Unpopular Kids

This “best tweet ever” is why I detest Twitter. It reminds me of those really unpopular, sad, nerdy kids in high school who were desperate to ingratiate themselves with the popular crowd. They’d act like clowns, crack dumb jokes, make outlandish compliments and look with forlorn, hopeful eyes at the popular kids, hoping to get noticed and approved.

I was the most unpopular kid known to humanity but I wouldn’t stoop to being servile to the class’s aristocracy. And it always felt like a huge betrayal when my brother and sister rejects simpered and begged for approval.

It’s only now that I finally figured out why political Twitter makes my blood boil. I still feel vicarious shame for people who are so desperate for approval.

6 thoughts on “Unpopular Kids”

    1. It seems like Facebook has gone a lot in this direction recently, that’s true. But FB only brings the inner idiot out in people, not the inner class clown. At least, on my FB nobody is trying to be funny. They are only trying to be apocalyptic.


      1. that explains why the only social media platform I can abide is twitter, it’s stupid and anyone who takes it seriously as any kind of medium of serious expression is…. very odd, but it’s mean.

        Facebook always feels to me like I’ve stumbled by mistake into the most boring family reunion on earth, one in which everybody is terrified of any kind of disagreement and so everybody praises everybody for remembering to breathe … oh and look Uncle Goober sat down! Good job Uncle Goober! And look! It’s weather of some kind (everybody claps)

        Instagram feels like a bunch of shysters trying to sell each other get rich quick schemes that none of them believe in (plus they’re all broke and trying to hide it).

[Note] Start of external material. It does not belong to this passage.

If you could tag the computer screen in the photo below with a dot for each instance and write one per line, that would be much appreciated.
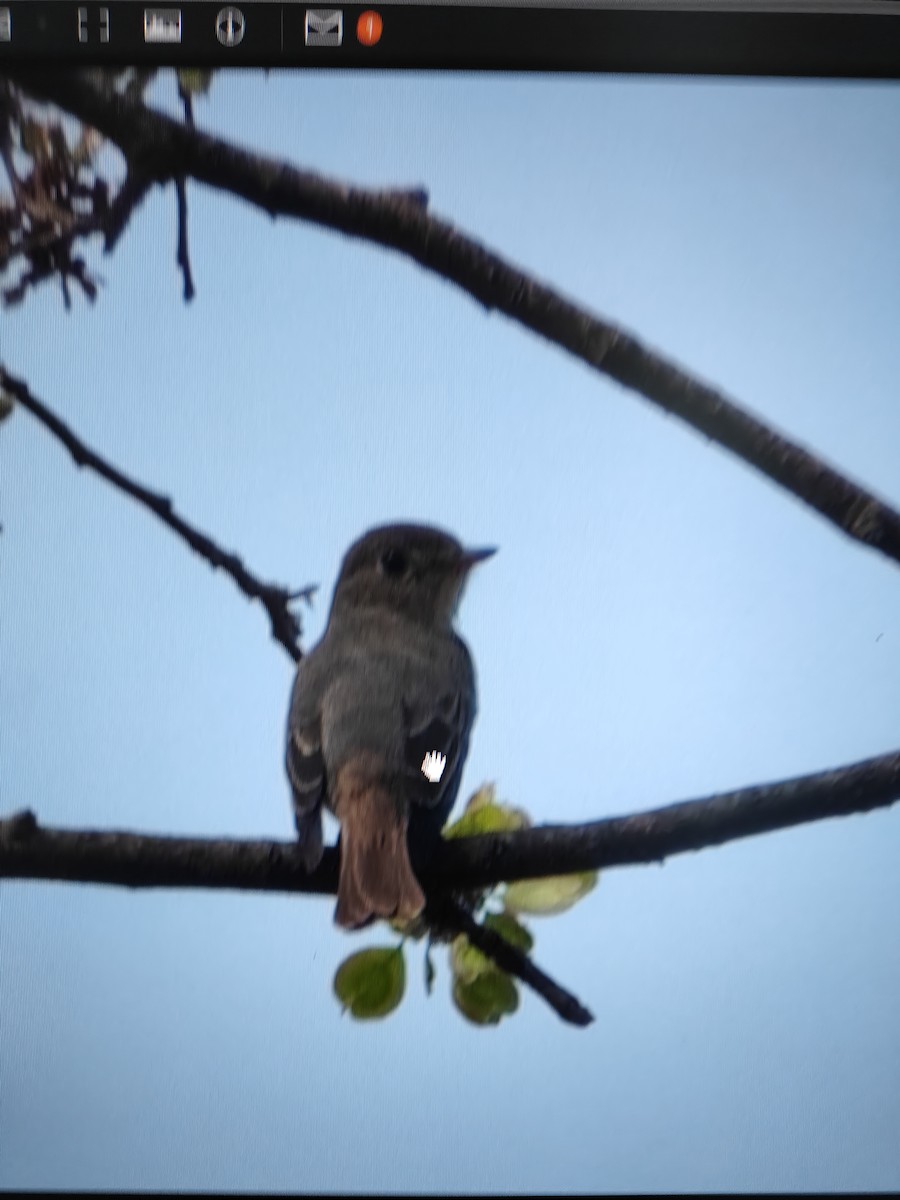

        Twitter is like a filthy dive bar where failed members of the Algonquin table go to have a quick gin and tonic and practice tearing each other to shreds verbally with no pretense or malice. Not exactly life affirming, but at least there’s an occasional good line.


        1. I guess you were more popular in high school than me. Which is a very easy thing to do. 🙂

          My Facebook is filled with wailing about Trump. I don’t even go there to look at baby pictures any more because I can’t stand this much collective outrage. I really enjoyed my innocent baby picture hobby and now I’m deprived of it because of the wailing.


          1. ” you were more popular in high school than me”

            I dunno… I was mostly an oblivious, outsider weirdo, the idea of popularity was alien and exotic.

            I never got into FB enough for it to be ruined for me, the few times I kind of stuck a toe in I felt overwhelmed by tidal waves of vapid niceness (I’m all in favor of niceness as long as I’m not expected to…. participate…. brrrrrr). And of course most of those wailing about Trump are having a grand old time, he’s gives them a feeling of relevance as they “resist” that Hillary couldn’t).



            1. I actually miss the vapid FB now that I’ve seen the alternative. I’d rather see kitty photos than witness the unraveling of friends and colleagues. When I see a Ukrainian grandma whose English vocabulary is maybe 15 words repost some idiotic piece about Trump’s concentration camps and comparisons to the Holocaust, I miss the time when she used to post photos of her needlepoint and fat, happy toddlers.